[Tutor] file question

Clay Shirky clay@shirky.com
Tue Aug 5 11:30:12 EDT 2003


> 
> Hi everyone,
> 
> Is there a way to pull a specific line from a file without reading the
> whole thing into memory with .readlines()?

One simplistic way to do that would be to loop through the file and ignore
every line you don't want, grab the one you want, and then break.

---

test_file = "spam_and_eggs.txt"

i = 0
print_line = 100000

f = open(test_file)

for line in f: # assumes 2.2 or higher
    if i == print_line:
        print line,
        break
    i += 1

---

spam_and_eggs.txt is an 8 meg file of ~150K lines. The for line in
f/pass/break method runs markedly faster for lines near the top of the file
(in my setup, better than 3 times faster when print_line = 10,000), while
for lines at the end of the file, the speed is about the same (though the
for line in f method still doesn't read the file into memory.)
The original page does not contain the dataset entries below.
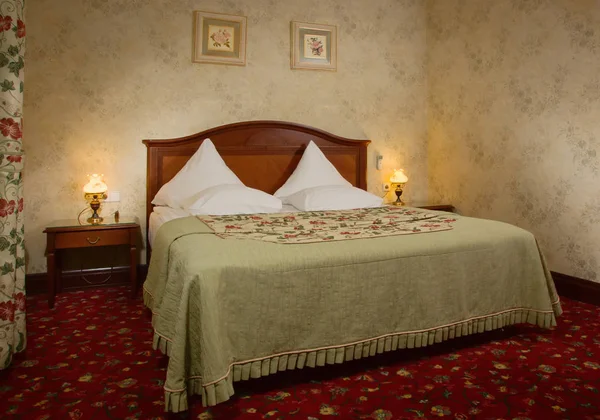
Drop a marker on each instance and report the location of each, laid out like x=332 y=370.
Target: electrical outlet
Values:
x=113 y=197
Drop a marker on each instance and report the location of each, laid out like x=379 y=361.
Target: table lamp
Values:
x=398 y=179
x=94 y=191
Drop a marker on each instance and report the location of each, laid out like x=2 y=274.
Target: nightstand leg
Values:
x=50 y=260
x=133 y=270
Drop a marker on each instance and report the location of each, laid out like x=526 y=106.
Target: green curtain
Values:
x=13 y=335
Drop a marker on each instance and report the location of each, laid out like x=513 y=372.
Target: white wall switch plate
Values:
x=113 y=197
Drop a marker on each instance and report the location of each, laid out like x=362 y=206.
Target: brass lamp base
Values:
x=95 y=220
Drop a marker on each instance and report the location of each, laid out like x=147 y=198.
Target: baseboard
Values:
x=85 y=279
x=576 y=288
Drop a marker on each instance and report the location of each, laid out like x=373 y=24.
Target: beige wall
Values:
x=514 y=119
x=103 y=75
x=508 y=90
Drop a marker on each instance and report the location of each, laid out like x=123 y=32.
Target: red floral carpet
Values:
x=91 y=358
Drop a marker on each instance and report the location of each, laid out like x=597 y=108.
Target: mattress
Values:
x=163 y=214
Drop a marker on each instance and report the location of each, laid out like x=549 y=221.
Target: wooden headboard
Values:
x=263 y=154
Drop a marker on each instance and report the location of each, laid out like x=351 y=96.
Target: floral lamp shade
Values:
x=399 y=177
x=95 y=185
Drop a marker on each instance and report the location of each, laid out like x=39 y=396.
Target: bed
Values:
x=232 y=309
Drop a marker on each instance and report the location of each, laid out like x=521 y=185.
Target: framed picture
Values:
x=219 y=39
x=314 y=46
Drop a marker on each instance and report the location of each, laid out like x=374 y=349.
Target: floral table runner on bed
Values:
x=318 y=226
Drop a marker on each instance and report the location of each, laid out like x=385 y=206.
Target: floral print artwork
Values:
x=318 y=226
x=315 y=45
x=221 y=38
x=12 y=247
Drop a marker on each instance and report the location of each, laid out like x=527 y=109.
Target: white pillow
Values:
x=205 y=169
x=233 y=199
x=313 y=170
x=333 y=197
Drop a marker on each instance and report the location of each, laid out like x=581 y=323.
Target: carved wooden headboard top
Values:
x=263 y=154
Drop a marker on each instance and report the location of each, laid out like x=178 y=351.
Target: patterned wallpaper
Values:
x=104 y=74
x=514 y=119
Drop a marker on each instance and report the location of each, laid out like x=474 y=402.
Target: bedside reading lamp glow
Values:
x=94 y=191
x=399 y=179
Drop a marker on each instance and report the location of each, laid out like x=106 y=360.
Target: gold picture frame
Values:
x=314 y=46
x=219 y=38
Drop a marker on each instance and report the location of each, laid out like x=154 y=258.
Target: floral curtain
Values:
x=12 y=247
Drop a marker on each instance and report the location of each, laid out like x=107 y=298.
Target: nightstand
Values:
x=438 y=207
x=65 y=234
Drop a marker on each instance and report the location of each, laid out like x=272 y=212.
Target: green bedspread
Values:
x=227 y=309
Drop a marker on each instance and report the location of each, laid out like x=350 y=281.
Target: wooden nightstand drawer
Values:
x=63 y=234
x=92 y=238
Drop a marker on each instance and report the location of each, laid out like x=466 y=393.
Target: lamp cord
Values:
x=80 y=213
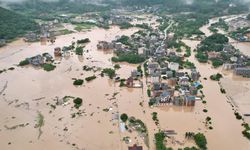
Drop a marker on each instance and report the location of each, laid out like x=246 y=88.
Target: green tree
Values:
x=124 y=117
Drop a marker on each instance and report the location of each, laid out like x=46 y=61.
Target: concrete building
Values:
x=245 y=72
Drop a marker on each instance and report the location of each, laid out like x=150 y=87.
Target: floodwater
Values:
x=26 y=91
x=226 y=133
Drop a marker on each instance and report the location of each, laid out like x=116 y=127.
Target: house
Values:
x=130 y=82
x=169 y=74
x=195 y=75
x=2 y=42
x=105 y=45
x=172 y=81
x=229 y=49
x=212 y=55
x=57 y=51
x=37 y=60
x=242 y=71
x=184 y=89
x=152 y=66
x=164 y=98
x=184 y=80
x=135 y=74
x=189 y=100
x=164 y=70
x=193 y=90
x=178 y=101
x=174 y=66
x=155 y=77
x=179 y=74
x=158 y=88
x=135 y=147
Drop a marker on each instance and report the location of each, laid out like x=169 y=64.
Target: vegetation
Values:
x=117 y=66
x=159 y=141
x=50 y=10
x=128 y=57
x=77 y=102
x=78 y=82
x=14 y=25
x=200 y=140
x=201 y=57
x=246 y=132
x=124 y=117
x=220 y=24
x=152 y=101
x=90 y=78
x=48 y=67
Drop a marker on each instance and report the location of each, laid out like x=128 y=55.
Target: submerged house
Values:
x=37 y=60
x=135 y=74
x=195 y=75
x=173 y=66
x=135 y=147
x=57 y=51
x=189 y=100
x=242 y=71
x=152 y=67
x=164 y=98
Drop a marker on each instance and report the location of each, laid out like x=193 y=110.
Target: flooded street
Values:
x=26 y=91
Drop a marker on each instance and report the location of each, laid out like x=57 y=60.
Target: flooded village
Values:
x=126 y=81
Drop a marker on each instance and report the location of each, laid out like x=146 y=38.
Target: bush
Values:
x=48 y=67
x=78 y=82
x=200 y=140
x=77 y=102
x=124 y=117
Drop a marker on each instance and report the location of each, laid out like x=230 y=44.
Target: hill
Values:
x=14 y=25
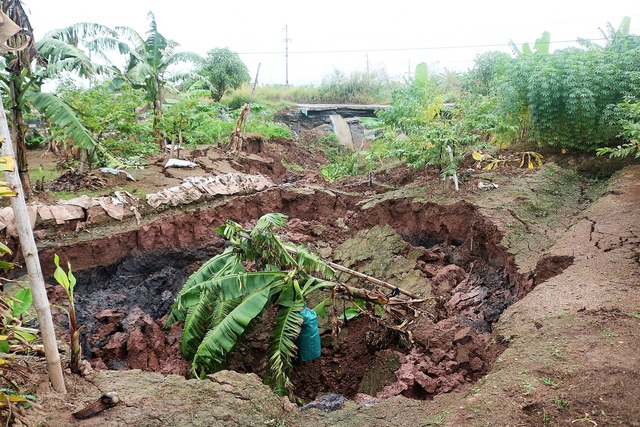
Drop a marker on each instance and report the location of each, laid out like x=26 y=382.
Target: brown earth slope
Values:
x=571 y=343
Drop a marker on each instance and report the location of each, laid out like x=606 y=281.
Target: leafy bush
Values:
x=357 y=88
x=569 y=98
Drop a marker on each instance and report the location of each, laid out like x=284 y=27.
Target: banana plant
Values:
x=68 y=282
x=222 y=300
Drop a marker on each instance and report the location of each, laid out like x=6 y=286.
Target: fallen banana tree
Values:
x=222 y=300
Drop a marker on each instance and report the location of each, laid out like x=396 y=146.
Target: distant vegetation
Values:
x=582 y=98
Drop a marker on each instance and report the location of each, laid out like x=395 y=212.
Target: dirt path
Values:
x=572 y=341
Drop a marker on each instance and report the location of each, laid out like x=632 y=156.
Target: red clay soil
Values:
x=563 y=352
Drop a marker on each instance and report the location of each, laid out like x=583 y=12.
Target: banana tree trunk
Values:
x=18 y=134
x=32 y=261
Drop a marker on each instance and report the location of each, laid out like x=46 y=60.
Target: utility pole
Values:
x=286 y=53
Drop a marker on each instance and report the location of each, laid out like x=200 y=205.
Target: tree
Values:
x=221 y=300
x=222 y=70
x=611 y=36
x=148 y=65
x=49 y=58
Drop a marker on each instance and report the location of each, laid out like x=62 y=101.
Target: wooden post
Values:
x=32 y=261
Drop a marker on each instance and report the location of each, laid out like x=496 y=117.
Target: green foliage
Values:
x=68 y=282
x=12 y=308
x=570 y=98
x=196 y=122
x=111 y=115
x=357 y=88
x=222 y=70
x=630 y=110
x=269 y=129
x=221 y=301
x=417 y=127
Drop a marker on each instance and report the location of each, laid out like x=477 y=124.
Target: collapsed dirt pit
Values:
x=450 y=255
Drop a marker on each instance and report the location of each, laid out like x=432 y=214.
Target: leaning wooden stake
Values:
x=357 y=274
x=370 y=279
x=32 y=261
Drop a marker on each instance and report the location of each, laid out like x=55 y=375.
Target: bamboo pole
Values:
x=32 y=261
x=357 y=274
x=369 y=278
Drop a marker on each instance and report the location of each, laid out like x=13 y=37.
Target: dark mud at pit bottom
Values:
x=122 y=306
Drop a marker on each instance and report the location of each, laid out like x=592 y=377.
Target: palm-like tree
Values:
x=611 y=36
x=220 y=71
x=148 y=62
x=29 y=69
x=221 y=300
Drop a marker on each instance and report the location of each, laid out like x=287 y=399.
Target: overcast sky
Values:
x=346 y=35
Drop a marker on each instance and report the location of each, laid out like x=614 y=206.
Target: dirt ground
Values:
x=563 y=352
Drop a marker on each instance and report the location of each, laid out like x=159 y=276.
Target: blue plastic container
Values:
x=308 y=342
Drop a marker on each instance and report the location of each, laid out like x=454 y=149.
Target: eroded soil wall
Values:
x=127 y=282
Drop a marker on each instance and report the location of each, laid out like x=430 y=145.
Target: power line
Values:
x=404 y=49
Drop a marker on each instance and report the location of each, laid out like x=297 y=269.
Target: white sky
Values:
x=347 y=35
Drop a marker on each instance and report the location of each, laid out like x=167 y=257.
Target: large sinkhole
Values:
x=450 y=255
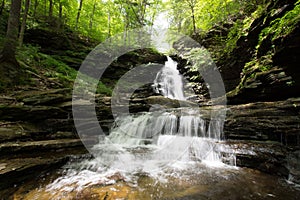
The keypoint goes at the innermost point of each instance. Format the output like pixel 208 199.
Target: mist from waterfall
pixel 169 82
pixel 159 144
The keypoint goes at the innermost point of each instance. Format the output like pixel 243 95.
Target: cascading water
pixel 168 81
pixel 152 143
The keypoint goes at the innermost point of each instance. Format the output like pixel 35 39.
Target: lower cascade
pixel 158 144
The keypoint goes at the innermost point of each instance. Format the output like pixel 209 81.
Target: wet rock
pixel 265 121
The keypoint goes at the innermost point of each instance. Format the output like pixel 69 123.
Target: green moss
pixel 241 28
pixel 281 26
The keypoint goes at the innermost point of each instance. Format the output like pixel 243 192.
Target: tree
pixel 2 7
pixel 78 14
pixel 9 67
pixel 23 25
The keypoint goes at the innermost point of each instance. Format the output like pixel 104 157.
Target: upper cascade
pixel 168 81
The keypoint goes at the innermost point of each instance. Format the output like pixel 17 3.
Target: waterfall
pixel 153 143
pixel 168 81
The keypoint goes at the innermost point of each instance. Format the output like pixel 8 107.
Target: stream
pixel 164 154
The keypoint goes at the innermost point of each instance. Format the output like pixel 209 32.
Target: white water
pixel 152 143
pixel 168 81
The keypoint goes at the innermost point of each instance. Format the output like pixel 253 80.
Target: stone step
pixel 31 147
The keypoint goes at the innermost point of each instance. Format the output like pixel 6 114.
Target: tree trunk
pixel 194 21
pixel 60 20
pixel 50 8
pixel 9 67
pixel 2 7
pixel 78 14
pixel 23 25
pixel 92 18
pixel 34 8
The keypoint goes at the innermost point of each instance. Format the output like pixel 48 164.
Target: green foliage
pixel 241 28
pixel 208 13
pixel 282 26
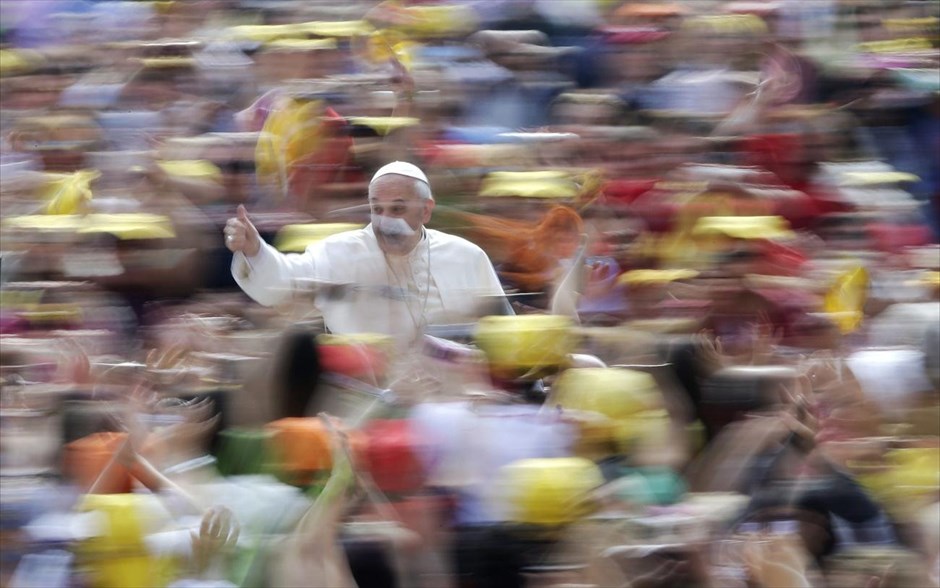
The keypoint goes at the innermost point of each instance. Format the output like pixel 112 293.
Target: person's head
pixel 401 202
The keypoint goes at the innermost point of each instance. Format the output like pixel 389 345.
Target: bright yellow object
pixel 45 223
pixel 549 491
pixel 296 238
pixel 195 169
pixel 167 62
pixel 845 301
pixel 122 226
pixel 897 45
pixel 617 393
pixel 18 61
pixel 69 193
pixel 340 29
pixel 525 341
pixel 876 178
pixel 636 277
pixel 264 33
pixel 437 20
pixel 118 558
pixel 384 125
pixel 910 480
pixel 385 44
pixel 727 24
pixel 291 132
pixel 535 184
pixel 290 44
pixel 130 225
pixel 744 227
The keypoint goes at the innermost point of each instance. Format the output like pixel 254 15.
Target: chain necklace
pixel 419 321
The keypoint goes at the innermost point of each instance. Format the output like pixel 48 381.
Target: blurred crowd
pixel 716 222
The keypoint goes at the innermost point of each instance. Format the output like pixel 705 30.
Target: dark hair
pixel 297 373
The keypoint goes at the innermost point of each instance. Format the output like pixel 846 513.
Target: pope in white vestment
pixel 393 277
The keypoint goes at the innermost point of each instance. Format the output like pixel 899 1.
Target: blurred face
pixel 398 212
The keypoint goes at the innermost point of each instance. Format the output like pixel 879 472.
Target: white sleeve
pixel 490 284
pixel 269 277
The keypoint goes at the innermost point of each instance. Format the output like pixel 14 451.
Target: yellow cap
pixel 617 393
pixel 525 341
pixel 296 238
pixel 549 491
pixel 845 301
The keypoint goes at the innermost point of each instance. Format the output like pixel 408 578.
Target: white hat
pixel 401 168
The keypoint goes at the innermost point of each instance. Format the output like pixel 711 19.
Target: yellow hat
pixel 549 491
pixel 296 238
pixel 192 169
pixel 656 276
pixel 876 178
pixel 68 193
pixel 744 227
pixel 122 226
pixel 130 225
pixel 384 125
pixel 341 29
pixel 291 44
pixel 264 33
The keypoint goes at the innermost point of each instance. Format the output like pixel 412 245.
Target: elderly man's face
pixel 398 212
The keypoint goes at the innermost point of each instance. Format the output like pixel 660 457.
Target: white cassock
pixel 444 280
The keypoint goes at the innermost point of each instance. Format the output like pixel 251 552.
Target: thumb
pixel 242 213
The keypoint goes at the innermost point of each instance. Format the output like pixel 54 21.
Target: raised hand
pixel 241 235
pixel 218 534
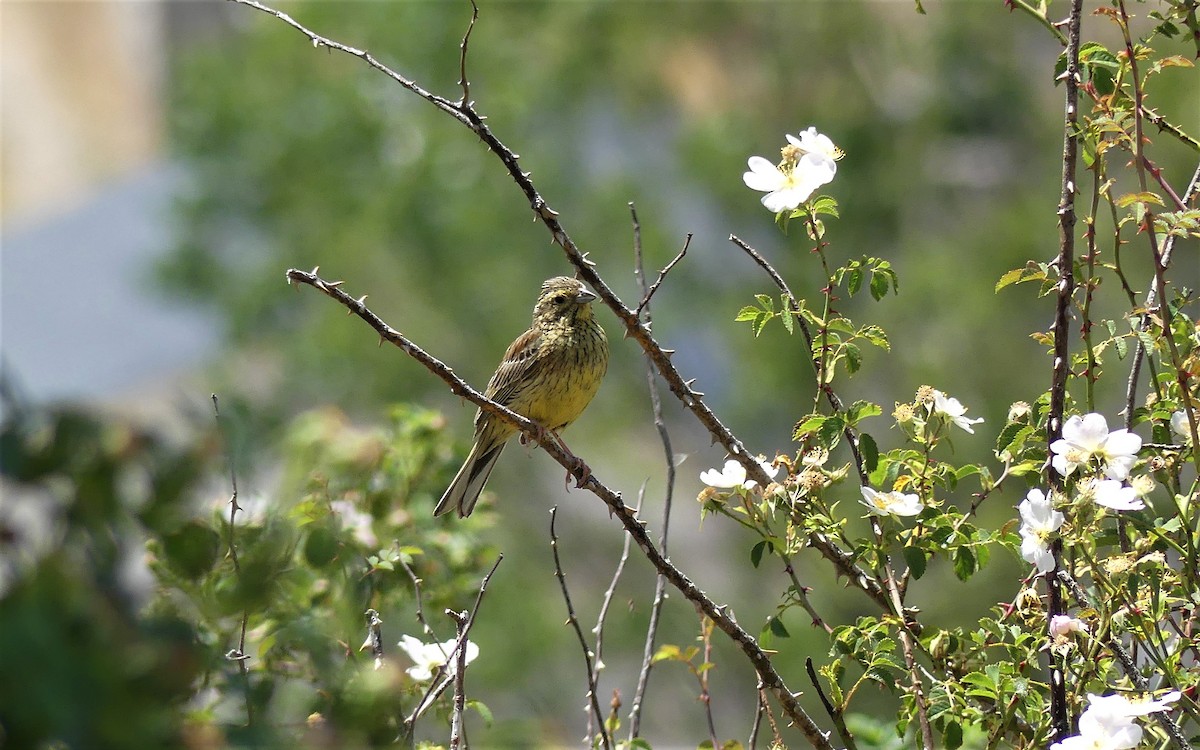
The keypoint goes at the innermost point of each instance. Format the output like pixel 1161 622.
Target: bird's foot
pixel 541 435
pixel 579 471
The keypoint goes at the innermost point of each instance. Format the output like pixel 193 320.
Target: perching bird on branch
pixel 549 375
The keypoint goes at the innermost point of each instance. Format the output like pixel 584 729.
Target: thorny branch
pixel 720 615
pixel 1066 289
pixel 635 329
pixel 1127 664
pixel 652 629
pixel 460 647
pixel 238 654
pixel 574 621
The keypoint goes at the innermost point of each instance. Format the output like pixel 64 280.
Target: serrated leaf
pixel 760 323
pixel 952 736
pixel 880 282
pixel 915 558
pixel 808 425
pixel 756 552
pixel 831 430
pixel 870 453
pixel 748 313
pixel 876 335
pixel 853 358
pixel 1032 271
pixel 965 563
pixel 1141 197
pixel 825 205
pixel 861 411
pixel 777 628
pixel 853 281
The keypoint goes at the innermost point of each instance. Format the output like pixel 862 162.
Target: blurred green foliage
pixel 301 157
pixel 121 606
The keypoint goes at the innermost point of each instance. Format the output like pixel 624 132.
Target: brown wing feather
pixel 519 365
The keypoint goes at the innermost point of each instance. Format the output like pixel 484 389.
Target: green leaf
pixel 1143 197
pixel 831 430
pixel 825 205
pixel 321 546
pixel 1032 271
pixel 876 335
pixel 760 323
pixel 777 628
pixel 853 281
pixel 861 411
pixel 192 551
pixel 915 558
pixel 787 316
pixel 757 550
pixel 870 453
pixel 881 279
pixel 480 708
pixel 965 563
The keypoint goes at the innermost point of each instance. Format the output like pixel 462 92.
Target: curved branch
pixel 720 615
pixel 637 330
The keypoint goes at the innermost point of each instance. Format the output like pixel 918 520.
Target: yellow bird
pixel 549 375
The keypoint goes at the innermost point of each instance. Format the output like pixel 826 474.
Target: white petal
pixel 763 175
pixel 786 199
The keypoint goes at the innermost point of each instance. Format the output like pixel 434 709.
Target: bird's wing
pixel 521 363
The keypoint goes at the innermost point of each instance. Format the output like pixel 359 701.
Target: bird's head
pixel 563 298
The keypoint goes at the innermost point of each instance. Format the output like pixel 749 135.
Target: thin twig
pixel 1127 664
pixel 1061 365
pixel 1149 304
pixel 594 708
pixel 658 282
pixel 375 636
pixel 238 654
pixel 759 711
pixel 635 329
pixel 816 539
pixel 652 629
pixel 1162 262
pixel 835 714
pixel 633 525
pixel 460 678
pixel 598 631
pixel 462 58
pixel 438 687
pixel 706 697
pixel 417 595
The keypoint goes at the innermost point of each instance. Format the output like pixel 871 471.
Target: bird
pixel 549 375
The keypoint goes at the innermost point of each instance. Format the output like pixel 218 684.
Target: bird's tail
pixel 469 481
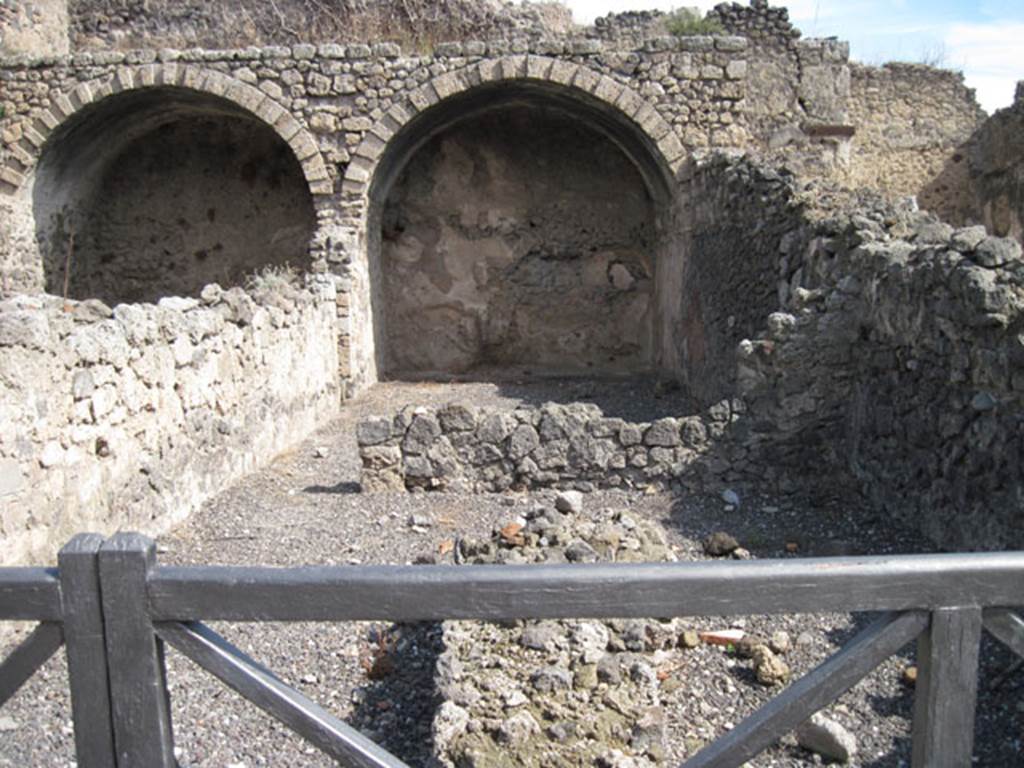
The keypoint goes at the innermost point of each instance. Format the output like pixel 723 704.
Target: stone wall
pixel 186 24
pixel 912 122
pixel 995 157
pixel 34 27
pixel 348 111
pixel 522 240
pixel 891 365
pixel 462 448
pixel 739 214
pixel 896 361
pixel 130 419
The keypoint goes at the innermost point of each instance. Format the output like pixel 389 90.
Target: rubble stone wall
pixel 739 215
pixel 896 359
pixel 341 108
pixel 996 160
pixel 911 124
pixel 129 419
pixel 891 364
pixel 34 27
pixel 462 448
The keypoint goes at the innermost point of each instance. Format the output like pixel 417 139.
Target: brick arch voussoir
pixel 42 123
pixel 613 94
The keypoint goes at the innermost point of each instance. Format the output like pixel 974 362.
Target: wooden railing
pixel 114 608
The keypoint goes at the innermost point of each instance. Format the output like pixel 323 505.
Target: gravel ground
pixel 304 508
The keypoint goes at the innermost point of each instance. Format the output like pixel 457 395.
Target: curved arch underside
pixel 576 103
pixel 162 190
pixel 552 268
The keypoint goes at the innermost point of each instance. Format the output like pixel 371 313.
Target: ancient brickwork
pixel 34 27
pixel 911 123
pixel 131 418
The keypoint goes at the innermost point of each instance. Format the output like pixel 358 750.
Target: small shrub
pixel 275 279
pixel 686 23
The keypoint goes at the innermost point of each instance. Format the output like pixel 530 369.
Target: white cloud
pixel 990 55
pixel 880 31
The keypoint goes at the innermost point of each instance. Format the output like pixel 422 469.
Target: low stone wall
pixel 890 366
pixel 131 418
pixel 460 448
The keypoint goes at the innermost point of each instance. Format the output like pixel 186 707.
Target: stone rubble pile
pixel 578 692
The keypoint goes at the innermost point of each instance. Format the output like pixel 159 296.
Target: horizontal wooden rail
pixel 815 690
pixel 30 595
pixel 259 685
pixel 1007 627
pixel 599 591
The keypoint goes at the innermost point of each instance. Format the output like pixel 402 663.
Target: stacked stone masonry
pixel 871 338
pixel 461 448
pixel 894 358
pixel 130 418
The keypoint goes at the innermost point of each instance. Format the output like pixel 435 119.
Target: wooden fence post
pixel 946 689
pixel 140 709
pixel 86 651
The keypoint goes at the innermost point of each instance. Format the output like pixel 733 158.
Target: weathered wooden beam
pixel 1007 627
pixel 140 707
pixel 30 595
pixel 814 690
pixel 86 650
pixel 259 685
pixel 599 591
pixel 946 689
pixel 30 654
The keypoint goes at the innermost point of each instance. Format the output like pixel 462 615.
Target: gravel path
pixel 305 509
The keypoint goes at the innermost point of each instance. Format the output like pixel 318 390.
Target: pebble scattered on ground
pixel 304 508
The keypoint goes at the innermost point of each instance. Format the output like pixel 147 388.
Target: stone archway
pixel 612 118
pixel 163 180
pixel 38 129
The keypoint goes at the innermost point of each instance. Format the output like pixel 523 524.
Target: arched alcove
pixel 519 225
pixel 161 190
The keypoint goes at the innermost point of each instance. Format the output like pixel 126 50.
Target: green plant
pixel 687 22
pixel 273 279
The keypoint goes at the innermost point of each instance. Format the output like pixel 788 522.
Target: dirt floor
pixel 305 509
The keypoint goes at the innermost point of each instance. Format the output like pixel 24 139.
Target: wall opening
pixel 163 190
pixel 517 232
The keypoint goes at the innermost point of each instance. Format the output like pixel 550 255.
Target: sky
pixel 984 38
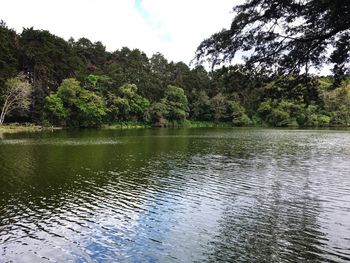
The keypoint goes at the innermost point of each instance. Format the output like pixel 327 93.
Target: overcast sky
pixel 172 27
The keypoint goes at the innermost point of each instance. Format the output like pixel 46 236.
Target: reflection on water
pixel 182 195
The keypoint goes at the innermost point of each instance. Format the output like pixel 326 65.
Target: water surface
pixel 175 195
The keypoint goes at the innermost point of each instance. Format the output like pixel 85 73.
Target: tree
pixel 128 105
pixel 8 53
pixel 289 35
pixel 176 102
pixel 46 60
pixel 15 96
pixel 74 106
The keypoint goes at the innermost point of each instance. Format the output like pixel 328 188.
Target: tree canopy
pixel 285 35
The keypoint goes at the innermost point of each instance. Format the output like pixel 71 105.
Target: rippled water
pixel 182 195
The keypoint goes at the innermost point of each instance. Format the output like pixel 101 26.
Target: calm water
pixel 182 195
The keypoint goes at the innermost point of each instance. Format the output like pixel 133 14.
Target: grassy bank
pixel 28 127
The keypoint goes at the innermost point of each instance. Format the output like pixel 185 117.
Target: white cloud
pixel 173 27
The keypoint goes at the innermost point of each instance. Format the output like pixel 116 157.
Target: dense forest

If you have more than one line you want to get, make an array of print_line
numbers, and break after the last one.

If you are likely to want to get the same lines later, after an f.close(),
you may want to consider memoizing the lines you retrieve, saving them in a
dict with the line number as the key, then checking that before going
through the file again.

And of course, there may well be ways of manipulating the file object more
directly. The above is just a simple way to avoid the memory problem.